Cena’s in that stage of his career in which he’s no longer actively and consistently tangled in any stories in the WWE – his free agent status is pretty much an acknowledgment of the guy’s constant forays into Hollywood – so now he’s inserting himself anywhere he could, just so he could be guaranteed a spot at WrestleMania. He qualified for the Elimination Chamber for a shot at the title, but lost; now, he’s qualified for the WWE Championship match at Fastlane next week.

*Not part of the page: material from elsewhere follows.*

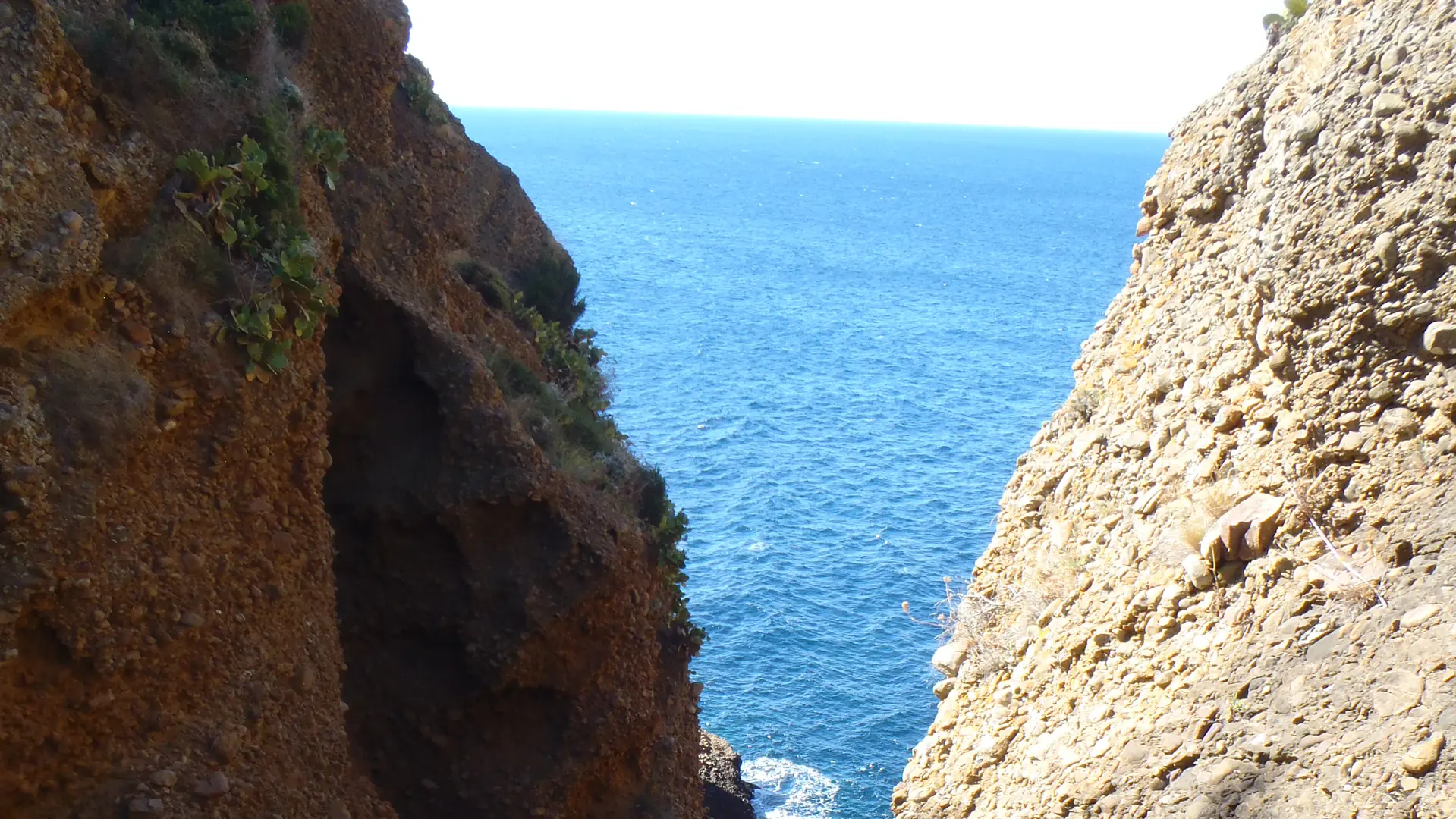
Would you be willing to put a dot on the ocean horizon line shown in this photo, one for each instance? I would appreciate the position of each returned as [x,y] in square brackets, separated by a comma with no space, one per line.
[807,120]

It’s all a bit forced, a clear detour for him in order to boost SmackDown’s somewhat lagging solo PPV, but I wish it weren’t so blatant. It’s obviously a last-minute decision since the Fatal Five-Way for Fastlane has all been set up in the commercials, so I wish they gave him Shinsuke Nakamura to face at the PPV instead. Imagine: Cena challenges Nakamura for his title shot at Fastlane; should he win (and he really won’t) his build toward WrestleMania isn’t crammed, and it would end up making more sense. It feels like they just panicked and wondered how they could make Fastlane more star-studded than it already is.
The real story here, really, is that Cena’s headed toward a match against Rey Mysterio at WrestleMania. That’s why he’s taking his route through SmackDown; when he loses his shot at Fastlane, Mysterio is supposed to pop up somewhere and answer his call. Now that’s a match I’d like to see, because we haven’t really seen it since 2011, and I’d like to see the Cena that’s been through guys like Kevin Owens, Shinsuke Nakamura, and AJ Styles face a Mysterio that’s been all around the world (and will be wrestling NJPW’s Jushin Thunder Liger by then).